From the perspective of "making expectations clear", I think `&mut MaybeUninit<T>` is the best choice, as it makes the requirements around alignment, exclusive access, etc. enumerated above explicit.

However, it is possible that when constructing multiple nested types in-place, the user could be creating the pointers to the enum using `offset_of!` or `addr_of_mut!`, which would require the user to do some casting to turn their `*mut ()` (or any other `void*` analog) into a maybeuninit just to create an exclusive reference to it.

We could use a "weaker" pointer type like `NonNull<T>` or `*mut T` instead, and cover the requirements in the "SAFETY" comment blocks, rather than "inheriting" these requirements from `&mut MaybeUninit<T>`.

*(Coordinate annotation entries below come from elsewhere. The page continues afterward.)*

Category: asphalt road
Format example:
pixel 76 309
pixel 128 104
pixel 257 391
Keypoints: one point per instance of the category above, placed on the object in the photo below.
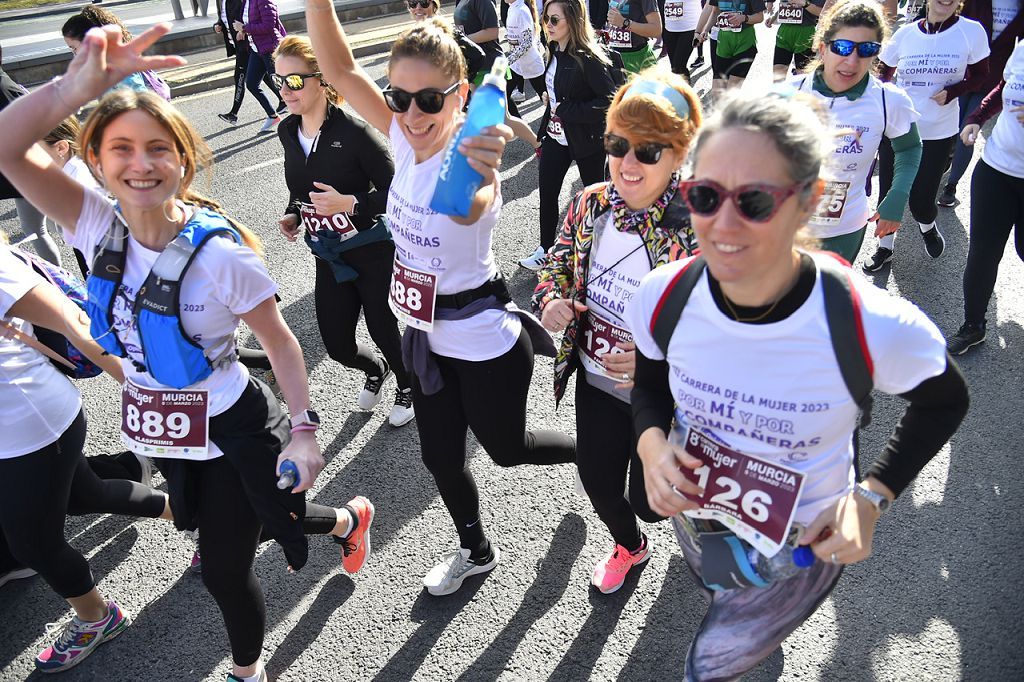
pixel 936 601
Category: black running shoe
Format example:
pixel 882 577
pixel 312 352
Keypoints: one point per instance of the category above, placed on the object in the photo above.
pixel 966 338
pixel 948 197
pixel 878 261
pixel 934 243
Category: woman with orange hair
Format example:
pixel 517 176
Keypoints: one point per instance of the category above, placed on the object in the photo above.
pixel 613 235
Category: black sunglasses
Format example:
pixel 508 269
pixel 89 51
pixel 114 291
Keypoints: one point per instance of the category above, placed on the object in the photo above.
pixel 845 48
pixel 294 82
pixel 429 100
pixel 758 203
pixel 647 154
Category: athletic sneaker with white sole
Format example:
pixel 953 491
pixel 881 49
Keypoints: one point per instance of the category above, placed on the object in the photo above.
pixel 449 576
pixel 536 260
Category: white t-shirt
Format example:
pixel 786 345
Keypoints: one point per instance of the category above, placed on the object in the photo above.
pixel 1004 11
pixel 617 262
pixel 555 129
pixel 1005 150
pixel 927 64
pixel 459 255
pixel 681 15
pixel 858 132
pixel 775 390
pixel 39 402
pixel 519 23
pixel 224 281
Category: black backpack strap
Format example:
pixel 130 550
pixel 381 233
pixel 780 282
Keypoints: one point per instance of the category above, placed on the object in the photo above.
pixel 846 327
pixel 670 306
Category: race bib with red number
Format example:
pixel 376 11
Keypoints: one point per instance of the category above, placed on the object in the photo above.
pixel 754 498
pixel 787 14
pixel 165 422
pixel 413 295
pixel 555 129
pixel 829 210
pixel 314 222
pixel 619 38
pixel 722 24
pixel 598 338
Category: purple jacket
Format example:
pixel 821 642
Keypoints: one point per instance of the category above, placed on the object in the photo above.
pixel 264 27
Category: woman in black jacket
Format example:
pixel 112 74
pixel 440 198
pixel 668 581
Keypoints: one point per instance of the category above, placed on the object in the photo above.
pixel 581 79
pixel 338 173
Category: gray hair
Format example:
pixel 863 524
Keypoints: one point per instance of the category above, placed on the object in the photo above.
pixel 794 122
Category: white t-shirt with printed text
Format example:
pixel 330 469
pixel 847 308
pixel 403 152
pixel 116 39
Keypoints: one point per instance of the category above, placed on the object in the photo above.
pixel 459 255
pixel 927 64
pixel 858 130
pixel 775 390
pixel 224 282
pixel 39 402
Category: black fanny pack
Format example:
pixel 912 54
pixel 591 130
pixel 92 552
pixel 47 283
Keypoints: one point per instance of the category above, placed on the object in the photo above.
pixel 495 287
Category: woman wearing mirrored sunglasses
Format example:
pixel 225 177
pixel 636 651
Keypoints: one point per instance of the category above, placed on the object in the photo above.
pixel 470 351
pixel 338 173
pixel 613 235
pixel 863 112
pixel 581 77
pixel 751 366
pixel 935 59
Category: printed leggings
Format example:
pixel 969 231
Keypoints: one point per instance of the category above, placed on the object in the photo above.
pixel 606 448
pixel 489 397
pixel 742 627
pixel 39 489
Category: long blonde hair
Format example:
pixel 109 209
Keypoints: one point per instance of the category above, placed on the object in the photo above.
pixel 196 155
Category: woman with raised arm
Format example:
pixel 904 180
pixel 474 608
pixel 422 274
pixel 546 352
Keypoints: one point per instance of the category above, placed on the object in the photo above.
pixel 764 354
pixel 470 350
pixel 221 436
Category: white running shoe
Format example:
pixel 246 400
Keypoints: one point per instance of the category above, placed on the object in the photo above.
pixel 371 393
pixel 448 576
pixel 270 122
pixel 402 412
pixel 536 260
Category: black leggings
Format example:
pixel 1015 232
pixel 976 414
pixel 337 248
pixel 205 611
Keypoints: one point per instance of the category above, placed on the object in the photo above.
pixel 489 397
pixel 338 306
pixel 606 446
pixel 679 46
pixel 242 53
pixel 555 162
pixel 934 157
pixel 996 207
pixel 39 489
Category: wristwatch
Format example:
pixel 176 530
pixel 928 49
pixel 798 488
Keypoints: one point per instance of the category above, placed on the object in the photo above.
pixel 880 501
pixel 307 417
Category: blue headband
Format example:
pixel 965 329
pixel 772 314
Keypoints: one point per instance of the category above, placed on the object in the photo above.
pixel 658 89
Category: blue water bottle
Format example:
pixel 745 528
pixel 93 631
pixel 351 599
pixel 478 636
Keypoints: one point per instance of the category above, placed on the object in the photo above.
pixel 458 182
pixel 785 563
pixel 289 477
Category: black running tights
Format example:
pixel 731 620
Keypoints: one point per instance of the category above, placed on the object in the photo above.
pixel 489 397
pixel 39 489
pixel 996 207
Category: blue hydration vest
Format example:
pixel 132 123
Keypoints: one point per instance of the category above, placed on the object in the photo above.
pixel 172 357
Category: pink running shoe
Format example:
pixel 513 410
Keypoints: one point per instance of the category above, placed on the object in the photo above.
pixel 609 573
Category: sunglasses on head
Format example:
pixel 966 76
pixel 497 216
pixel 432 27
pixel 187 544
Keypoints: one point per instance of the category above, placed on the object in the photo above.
pixel 293 81
pixel 647 154
pixel 846 47
pixel 758 203
pixel 429 100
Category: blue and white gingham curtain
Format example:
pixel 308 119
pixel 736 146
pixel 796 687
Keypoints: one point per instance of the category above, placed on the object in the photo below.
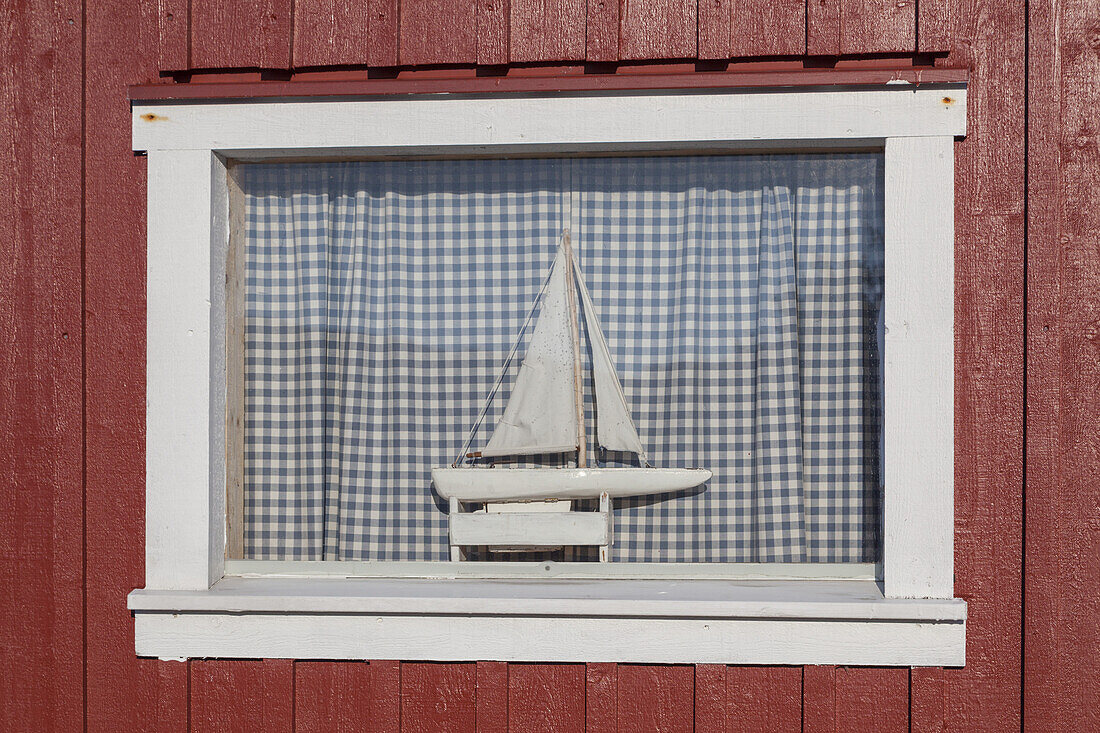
pixel 739 296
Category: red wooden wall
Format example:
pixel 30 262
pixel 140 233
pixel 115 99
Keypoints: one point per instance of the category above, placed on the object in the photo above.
pixel 72 358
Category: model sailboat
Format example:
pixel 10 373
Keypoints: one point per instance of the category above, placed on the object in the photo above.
pixel 546 415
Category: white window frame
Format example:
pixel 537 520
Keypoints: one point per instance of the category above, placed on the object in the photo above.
pixel 196 604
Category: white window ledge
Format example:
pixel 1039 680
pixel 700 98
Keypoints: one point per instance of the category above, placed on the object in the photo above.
pixel 837 622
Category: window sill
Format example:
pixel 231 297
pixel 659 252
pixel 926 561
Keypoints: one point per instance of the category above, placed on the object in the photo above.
pixel 778 622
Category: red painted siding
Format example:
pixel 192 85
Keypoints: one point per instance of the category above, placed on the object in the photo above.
pixel 72 317
pixel 1062 634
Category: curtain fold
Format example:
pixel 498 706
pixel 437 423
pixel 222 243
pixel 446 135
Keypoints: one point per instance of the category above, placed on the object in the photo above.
pixel 739 297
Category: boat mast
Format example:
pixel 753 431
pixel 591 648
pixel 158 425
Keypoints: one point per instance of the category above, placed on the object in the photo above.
pixel 575 334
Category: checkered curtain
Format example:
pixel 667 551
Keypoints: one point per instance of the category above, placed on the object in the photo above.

We could also have multiple versions of `set_discriminant`, like `set_discriminant_nonnull` or `set_discriminant_ptr` for these.

# Future possibilities
[future-possibilities]: #future-possibilities

## Should `discriminant_of!` support nested usage?

Discussed above, we said this was not allowed:

```rust
discriminant_of!(Option<Option<u32>>, Some); // Allowed
discriminant_of!(Option<Option<u32>>, Some.0.Some); // Not Allowed (yet)
```

Should we allow this in the future?

## Should we support construction of unaligned enums?

If the user is writing to a packed format, they could potentially want the ability to set the discriminant in cases where the enum discriminant or fields are not well-aligned.

This could require the creation of a `set_discriminant_unaligned` function, that relaxes the well-aligned safety requirements of the proposed `set_discriminant`.